A subir a Rua Maria da Fonte, a caminho do mercado, está Maria Luciano. O que a mais incomoda é o cheiro, sempre que passa à porta daquele edifício.
"Fazem as necessidades lá dentro, que é um cheiro que não se pode. Metem-se ali sem-abrigo, toxicodependentes e imigrantes. E há uns dias houve ali um incêndio, perto da meia-noite. Podia ter sido mais forte e alastrar ao prédio ali ao lado".
"Tenho medo. Cada vez que vou à janela, vejo-os a entrar e sair.
Antes do incêndio, lembra-se de ver a porta principal com corrente e cadeado. Só que depois do incidente, "é um corrupio".
"Entram e saem quando querem. Muitos."
Contactada pela Renascença, a autarquia de Lisboa explica que o imóvel em causa é um prédio particular, do séc. XIX, desabitado e classificado como totalmente devoluto, com estado de conservação “péssimo”.

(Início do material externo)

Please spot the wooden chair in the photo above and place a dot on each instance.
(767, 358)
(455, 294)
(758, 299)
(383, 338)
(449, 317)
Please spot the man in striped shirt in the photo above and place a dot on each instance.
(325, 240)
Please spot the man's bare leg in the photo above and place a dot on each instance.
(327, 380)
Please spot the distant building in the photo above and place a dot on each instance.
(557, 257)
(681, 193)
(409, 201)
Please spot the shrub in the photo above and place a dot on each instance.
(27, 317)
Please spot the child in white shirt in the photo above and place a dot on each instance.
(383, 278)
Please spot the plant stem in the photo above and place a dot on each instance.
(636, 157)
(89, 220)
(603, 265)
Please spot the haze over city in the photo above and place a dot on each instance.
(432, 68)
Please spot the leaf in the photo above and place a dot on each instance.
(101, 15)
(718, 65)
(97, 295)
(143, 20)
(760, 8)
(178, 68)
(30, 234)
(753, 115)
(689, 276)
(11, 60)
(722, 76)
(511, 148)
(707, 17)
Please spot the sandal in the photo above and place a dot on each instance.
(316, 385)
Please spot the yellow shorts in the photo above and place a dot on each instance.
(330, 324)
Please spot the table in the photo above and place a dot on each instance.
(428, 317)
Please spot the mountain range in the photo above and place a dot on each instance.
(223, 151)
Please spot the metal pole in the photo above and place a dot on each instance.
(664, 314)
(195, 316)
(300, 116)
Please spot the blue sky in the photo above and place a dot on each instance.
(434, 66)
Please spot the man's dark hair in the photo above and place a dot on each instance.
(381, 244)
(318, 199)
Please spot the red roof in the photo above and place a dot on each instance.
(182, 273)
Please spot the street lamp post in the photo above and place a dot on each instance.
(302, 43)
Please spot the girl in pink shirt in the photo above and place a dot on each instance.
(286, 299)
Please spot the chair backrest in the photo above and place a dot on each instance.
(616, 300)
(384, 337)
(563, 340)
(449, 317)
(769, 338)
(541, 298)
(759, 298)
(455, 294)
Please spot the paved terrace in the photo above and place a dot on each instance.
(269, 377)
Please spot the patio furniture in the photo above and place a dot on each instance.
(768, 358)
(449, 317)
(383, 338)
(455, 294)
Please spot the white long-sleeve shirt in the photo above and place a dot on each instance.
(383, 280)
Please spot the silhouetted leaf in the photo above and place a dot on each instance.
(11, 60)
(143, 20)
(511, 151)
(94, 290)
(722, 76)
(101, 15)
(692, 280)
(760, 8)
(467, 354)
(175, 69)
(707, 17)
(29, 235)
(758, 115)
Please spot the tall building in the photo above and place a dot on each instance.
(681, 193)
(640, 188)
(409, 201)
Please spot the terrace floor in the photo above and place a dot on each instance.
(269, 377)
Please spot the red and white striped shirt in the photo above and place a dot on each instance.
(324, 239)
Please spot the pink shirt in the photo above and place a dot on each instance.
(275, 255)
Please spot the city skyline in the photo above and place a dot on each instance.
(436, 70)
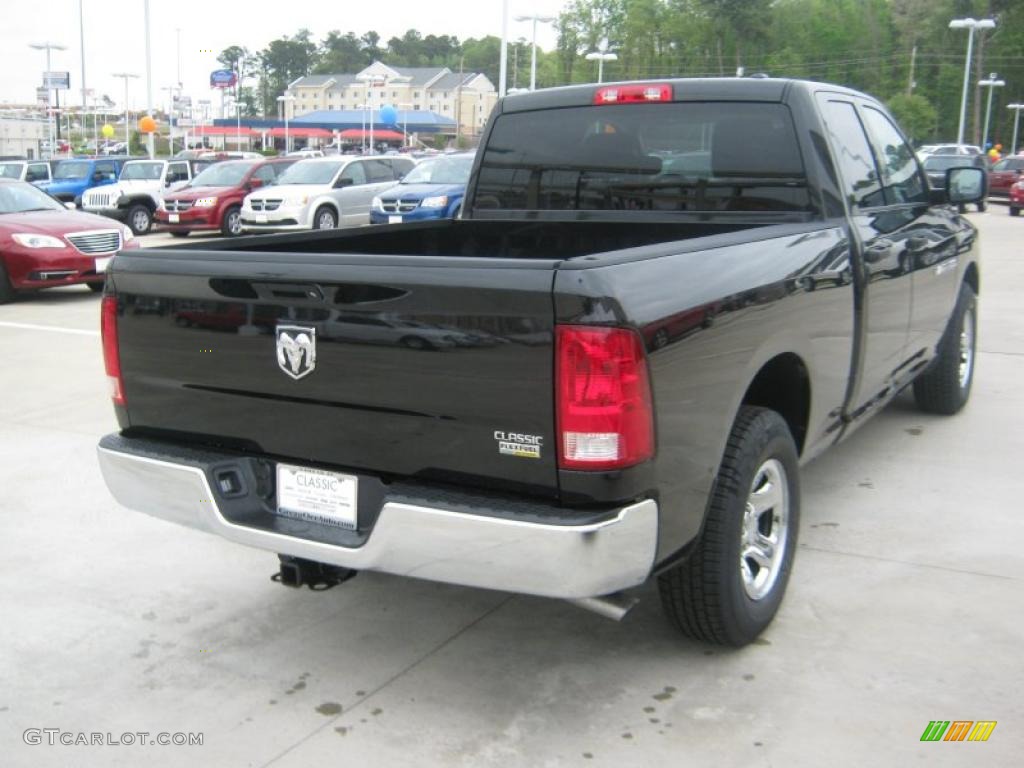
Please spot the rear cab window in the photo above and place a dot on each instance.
(686, 157)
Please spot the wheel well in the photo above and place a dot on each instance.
(972, 279)
(141, 201)
(783, 386)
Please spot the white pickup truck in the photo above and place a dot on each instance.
(138, 193)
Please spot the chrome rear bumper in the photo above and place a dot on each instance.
(424, 542)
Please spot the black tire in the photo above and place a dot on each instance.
(7, 292)
(709, 596)
(321, 218)
(416, 342)
(944, 387)
(230, 224)
(139, 219)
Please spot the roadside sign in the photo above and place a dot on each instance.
(56, 80)
(223, 79)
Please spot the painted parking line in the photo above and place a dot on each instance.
(52, 329)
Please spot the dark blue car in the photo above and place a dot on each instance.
(72, 177)
(431, 190)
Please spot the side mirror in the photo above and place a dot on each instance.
(966, 184)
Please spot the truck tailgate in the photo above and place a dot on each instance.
(436, 368)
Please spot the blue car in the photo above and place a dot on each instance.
(72, 177)
(431, 190)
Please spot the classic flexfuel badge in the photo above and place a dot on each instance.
(523, 445)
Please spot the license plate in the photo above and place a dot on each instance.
(316, 496)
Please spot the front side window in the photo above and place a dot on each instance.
(689, 157)
(141, 171)
(900, 172)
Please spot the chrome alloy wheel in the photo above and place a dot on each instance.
(765, 529)
(967, 349)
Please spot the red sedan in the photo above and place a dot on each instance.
(213, 200)
(42, 244)
(1004, 174)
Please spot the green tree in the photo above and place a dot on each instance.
(915, 115)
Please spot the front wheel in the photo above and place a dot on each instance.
(139, 219)
(325, 218)
(945, 386)
(7, 292)
(230, 226)
(730, 587)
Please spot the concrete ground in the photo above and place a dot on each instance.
(904, 607)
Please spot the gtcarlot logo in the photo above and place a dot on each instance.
(54, 736)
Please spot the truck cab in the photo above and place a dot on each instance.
(138, 192)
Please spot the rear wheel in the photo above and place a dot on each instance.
(7, 292)
(731, 585)
(945, 386)
(230, 226)
(139, 219)
(325, 218)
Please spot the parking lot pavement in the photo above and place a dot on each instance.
(903, 608)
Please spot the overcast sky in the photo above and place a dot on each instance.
(115, 37)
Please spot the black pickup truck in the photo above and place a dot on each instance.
(662, 299)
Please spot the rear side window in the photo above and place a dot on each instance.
(107, 169)
(37, 172)
(900, 172)
(378, 170)
(853, 154)
(355, 171)
(667, 157)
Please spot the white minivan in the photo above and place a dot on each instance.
(322, 194)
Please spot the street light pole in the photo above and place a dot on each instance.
(532, 64)
(601, 56)
(48, 46)
(970, 25)
(991, 84)
(126, 76)
(148, 77)
(283, 100)
(1017, 116)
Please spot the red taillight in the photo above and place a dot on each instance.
(602, 398)
(112, 356)
(625, 94)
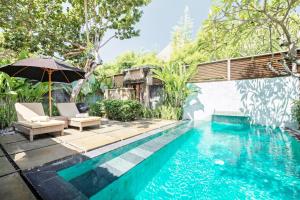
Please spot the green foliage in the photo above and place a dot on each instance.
(296, 111)
(170, 112)
(122, 110)
(133, 59)
(174, 78)
(97, 109)
(151, 113)
(63, 30)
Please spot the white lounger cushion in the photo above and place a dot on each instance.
(67, 109)
(26, 111)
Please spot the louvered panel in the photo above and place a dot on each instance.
(211, 72)
(241, 68)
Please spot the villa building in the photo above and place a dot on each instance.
(136, 83)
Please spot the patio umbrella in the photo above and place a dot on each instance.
(44, 70)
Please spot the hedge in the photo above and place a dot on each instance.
(122, 110)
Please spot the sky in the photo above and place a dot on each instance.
(156, 25)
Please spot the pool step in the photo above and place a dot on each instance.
(97, 179)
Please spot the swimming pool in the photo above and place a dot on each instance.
(210, 161)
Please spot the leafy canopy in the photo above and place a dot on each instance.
(57, 27)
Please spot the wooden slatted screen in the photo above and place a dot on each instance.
(240, 68)
(215, 71)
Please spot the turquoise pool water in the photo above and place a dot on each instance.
(216, 161)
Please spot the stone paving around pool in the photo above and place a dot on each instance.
(27, 155)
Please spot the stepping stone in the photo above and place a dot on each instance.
(14, 188)
(38, 157)
(5, 139)
(6, 167)
(26, 145)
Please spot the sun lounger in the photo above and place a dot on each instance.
(70, 111)
(32, 120)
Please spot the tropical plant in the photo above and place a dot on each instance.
(74, 30)
(122, 110)
(174, 78)
(296, 111)
(97, 109)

Tem um histórico de dois processos de licenciamento, um de 2019 outro de 2021, que foram indeferidos por incumprimentos de regras urbanísticas.
Em setembro de 2021, foi submetido um novo pedido de licenciamento que resolveu os incumprimentos anteriores e, dessa forma, o projeto de arquitetura foi aprovado pelo Urbanismo, em janeiro do ano passado. Seguiu os trâmites normais e, a 16 de abril último, foi deferido pelo diretor municipal de Urbanismo.

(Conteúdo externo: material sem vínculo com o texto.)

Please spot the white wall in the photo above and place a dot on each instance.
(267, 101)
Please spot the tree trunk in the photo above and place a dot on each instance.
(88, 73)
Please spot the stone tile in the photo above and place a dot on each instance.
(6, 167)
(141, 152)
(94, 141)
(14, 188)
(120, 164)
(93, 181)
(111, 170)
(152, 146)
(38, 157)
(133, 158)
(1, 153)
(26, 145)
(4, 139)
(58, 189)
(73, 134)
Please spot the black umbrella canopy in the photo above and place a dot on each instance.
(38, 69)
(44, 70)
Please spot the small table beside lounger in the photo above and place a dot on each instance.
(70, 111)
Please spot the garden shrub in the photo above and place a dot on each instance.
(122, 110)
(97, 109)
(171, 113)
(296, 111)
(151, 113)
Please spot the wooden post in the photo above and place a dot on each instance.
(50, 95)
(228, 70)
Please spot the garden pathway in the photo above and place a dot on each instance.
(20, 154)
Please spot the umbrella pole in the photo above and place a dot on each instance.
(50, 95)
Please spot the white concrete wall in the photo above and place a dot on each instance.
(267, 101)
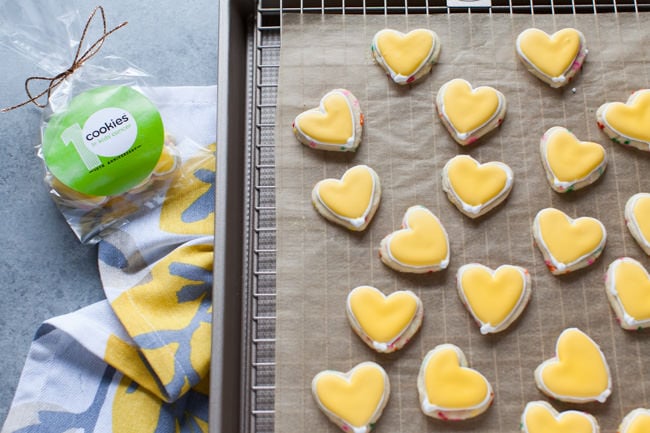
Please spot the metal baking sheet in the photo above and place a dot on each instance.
(243, 370)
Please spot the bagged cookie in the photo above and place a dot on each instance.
(106, 152)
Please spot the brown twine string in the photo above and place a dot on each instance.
(79, 59)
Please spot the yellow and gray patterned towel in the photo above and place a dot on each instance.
(138, 361)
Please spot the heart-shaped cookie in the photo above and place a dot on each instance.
(541, 417)
(578, 373)
(351, 201)
(495, 298)
(336, 125)
(627, 123)
(385, 323)
(570, 164)
(468, 113)
(420, 246)
(476, 188)
(568, 244)
(637, 218)
(448, 388)
(636, 421)
(553, 59)
(406, 57)
(354, 400)
(628, 290)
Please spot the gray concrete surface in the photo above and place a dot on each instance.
(44, 270)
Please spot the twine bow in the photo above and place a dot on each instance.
(79, 59)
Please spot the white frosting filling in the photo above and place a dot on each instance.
(472, 209)
(380, 347)
(487, 329)
(629, 213)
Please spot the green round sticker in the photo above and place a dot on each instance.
(107, 141)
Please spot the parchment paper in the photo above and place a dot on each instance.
(319, 262)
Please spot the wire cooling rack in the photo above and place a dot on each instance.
(258, 385)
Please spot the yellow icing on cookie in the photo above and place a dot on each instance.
(382, 318)
(332, 123)
(568, 241)
(633, 287)
(451, 386)
(552, 55)
(642, 215)
(579, 370)
(351, 196)
(404, 53)
(476, 184)
(468, 109)
(640, 424)
(422, 243)
(541, 419)
(571, 159)
(631, 119)
(492, 296)
(354, 399)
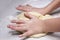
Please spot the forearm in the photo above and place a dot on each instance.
(52, 25)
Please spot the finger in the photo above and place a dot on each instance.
(18, 21)
(28, 15)
(16, 28)
(26, 34)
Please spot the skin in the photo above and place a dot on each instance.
(35, 25)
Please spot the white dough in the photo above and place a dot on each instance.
(38, 15)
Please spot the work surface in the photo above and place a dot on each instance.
(8, 10)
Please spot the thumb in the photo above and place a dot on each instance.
(28, 15)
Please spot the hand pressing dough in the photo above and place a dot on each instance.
(39, 16)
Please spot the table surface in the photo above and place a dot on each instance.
(8, 11)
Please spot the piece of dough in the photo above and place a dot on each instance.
(38, 15)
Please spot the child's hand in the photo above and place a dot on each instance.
(26, 8)
(33, 26)
(29, 8)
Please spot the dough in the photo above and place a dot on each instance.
(38, 15)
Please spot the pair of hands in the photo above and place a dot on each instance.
(30, 27)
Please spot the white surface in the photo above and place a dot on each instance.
(7, 8)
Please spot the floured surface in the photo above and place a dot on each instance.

O requerente - no caso a Luxgal Imobiliária, S.A., com sede em Pombal - foi notificado nesse mesmo dia para pagamento de taxas e para emissão de alvará, o que, segundo o município, ainda não se verificou.
O imóvel tem associado um processo de intimação para obras, ao qual a intervenção aprovada dá resposta. Assim, haverá a reabilitação com obras de reconstrução e ampliação, com um programa exclusivamente habitacional, logo que sejam pagas as taxas em dívida.
Depois das questões da Renascença, a Junta de Freguesia de Arroios colocou uma corrente com cadeado para impedir o acesso ao edifício.